Q: Like the Henrietta Lacks case? [Lacks’ cancer cells were repeatedly reproduced in biomedical labs without consent or compensation, becoming one of the most important cell lines in medical research.]
Trinidad: Exactly. Another issue is that tribes have differing criteria for membership. Some tribes have adopted the view of blood quantum: That is, to be a citizen, you have to be at least ‘X’ fraction of Indian heritage. Not all tribes ascribe to that, but I’ve heard people express an existential fear about genetic research. There is concern that the government could analyze an individual’s blood sample and say their DNA doesn’t actually show Indian heritage, and that if that happens to enough tribal members, then the government could say the treaties don’t apply anymore because there are no Indians. Again, this repository is for public health data, not genetic information, but the issues are relevant to any kind of health research with Native American communities.
Q: So, whichever tribal nations choose to take part in this, will they have to support allowing the data in this biorepository to be shared with the NIH?
Trinidad: I think the exact parameters of sharing are to be negotiated. There is supposed to be a firewall between this repository and others. One big question to iron out is the extent to which tribes can set up different policies within the biorepository. If one nation says, “We're good with X, Y, Z policies,” and another says, “We're good with X only,” can both of those positions be accommodated?

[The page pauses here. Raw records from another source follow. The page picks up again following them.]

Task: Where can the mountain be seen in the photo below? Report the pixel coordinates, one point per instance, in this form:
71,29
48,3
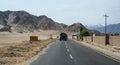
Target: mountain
22,21
112,28
75,27
94,26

In principle, yes, absolutely, but mechanically, how do you do that? Because if you say you’ll respect each sovereign tribe’s demands about their citizens’ data, you have to be certain you can deliver on that. If that promise is made and then supposedly protected information is shared by mistake, it could be game-over. There’s also a risk that the repository ends up being mostly represented by the tribes that make the fewest demands.
Q: What do you see as the initial steps to achieve toward the bigger-picture goals?
Trinidad: It’ll be a job of facilitating communication among groups and finding where we have areas of commonality and how we negotiate areas that are not shared.
Initially, I think there will be a series of conversations to find out where each tribe stands on how to operationalize the repository and create structures and procedures for participatory governance. If we can figure out that and the mechanics of storing information differently, in a way that people are comfortable with, the next question is, how do you scale it?
There are a few different issues to consider here. One is that, as the Urban Indian Health Institute has noted, health data on Indigenous groups are currently either under-reported or lumped together in ways that make it hard to see what’s really going on. Another is the numbers problem: There are certain kinds of research that require very large sample sizes – in some cases, greater than the number of the whole population you want to study. So another challenge is finding methods to work with smaller samples.